I've one-upped your one-up. I downloaded the NOAA daily weather data for Portland for 2013 and added to the end of each record in the file the weather for that day - min/max temperature (Celsius), average wind speed (km/hr), precipitation (mm) and snowfall (mm). All readings are from the Portland International Airport weather station. Feel free to download and use: http://www.opengeocode.org/cude/civicapps/civicapps.crime_incident_data.csv
Thank you for your work converting the coordinates. I noticed that the converted dataset is only 19,275 rows (incidents) while the original was 60,245. Why is this? Thanks.
Request: I'd love to see the Incident Description included as a column. Would help to establish themes or analyze trends (for example, vandalism trends). Question: I found a report that I filed for an incident involving Theft from a Motor Vehicle, but a) it was listed as Larceny and not Motor Vehicle Theft, and b) the 8-digit unique ID did not match the 8-digit ID from my report. Not sure where those data pull from, so I'm not sure why they are inaccurate.
Thanks for your questions. 1) Theft from a Motor Vehicle – Law enforcement agencies in the U.S. use a classification system developed a number of years ago by the FBI. Theft from a motor vehicle is classified as a larceny, in this case an object or car part is taken from the vehicle. By contrast, a motor vehicle theft is when the vehicle itself is stolen. 2) Incident numbers – these numbers are unique ID numbers generated for the CivicApps application. These are not the case numbers on the police reports. Because the dataset can involve such crimes as domestic violence, assaults, harassment, etc. the decision was not to use the actual case numbers.

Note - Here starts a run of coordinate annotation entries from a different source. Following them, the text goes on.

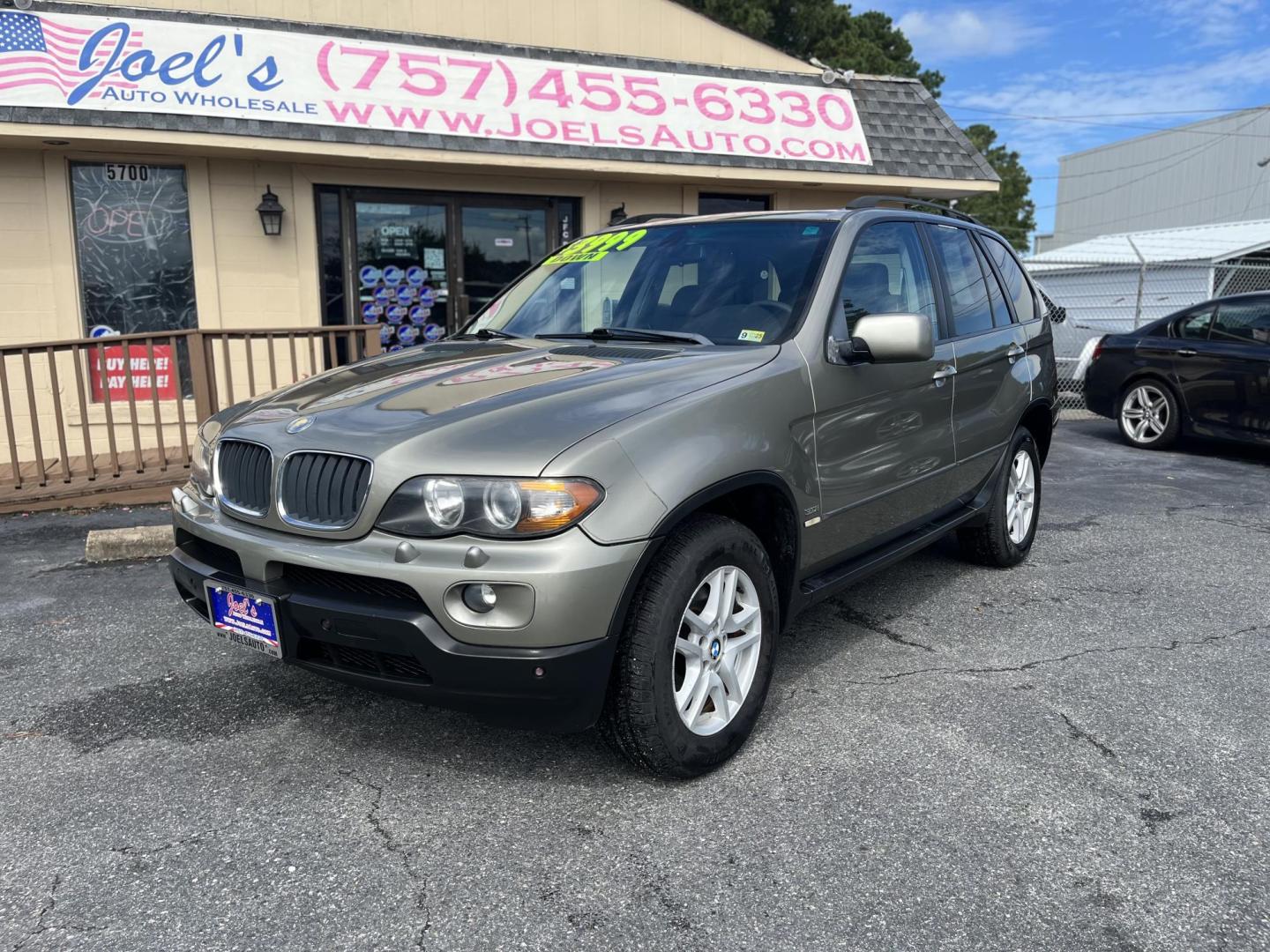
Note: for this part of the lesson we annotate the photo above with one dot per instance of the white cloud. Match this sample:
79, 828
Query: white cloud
964, 32
1168, 92
1211, 22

When will the dataset be updated? Right now it only goes to April 2015.
The dataset is updated once a year, usually in the spring, for the prior year statistics. For example, Crime Incidents for 2015 should be out in the spring of 2016. Thanks.
The "Police Incidents Last 6 hours" data map has not been working for several weeks. I can't seem to find the link on this site where questions can be asked about it. Our neighborhood learns of gunshots and other issues only a day or two after the incidents. We rely on the incidents site page to tell us whether we are in danger.

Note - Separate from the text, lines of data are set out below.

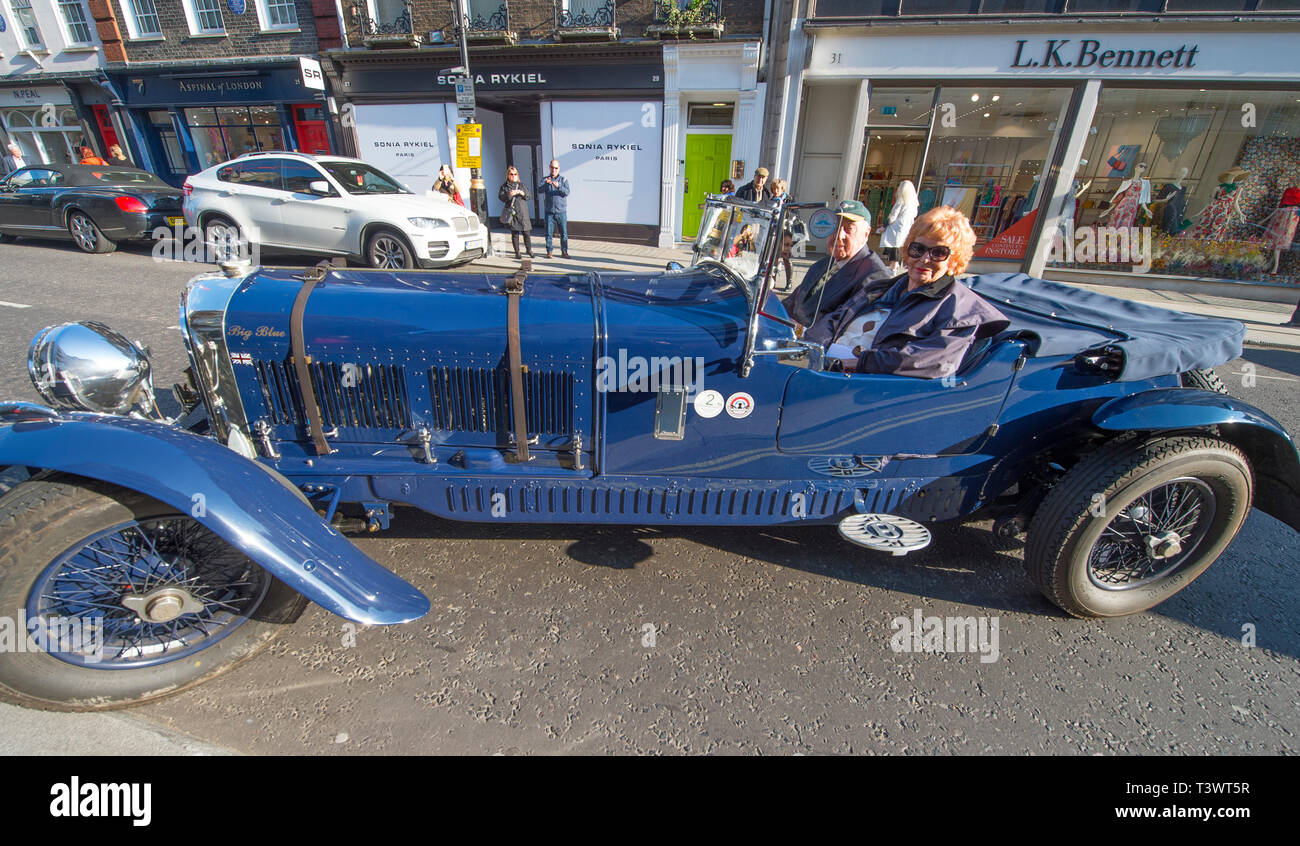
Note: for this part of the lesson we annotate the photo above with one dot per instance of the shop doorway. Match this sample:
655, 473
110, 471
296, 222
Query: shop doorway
707, 164
891, 155
310, 128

The feed has been down for weeks and all you hear are crickets.
***Correction toward the release of the 2015 crime data. The Police Bureau went to a new records management system in 2015. As part of this change incident based reporting (NIBRS) was adopted in place of the old system of UCR offense coding. Due to these changes, delays have been experienced in the record review process where offense codes used for statistical reporting are added to reports and other variable included in this dataset are verified. The 2015 data will be available once all records have been reviewed.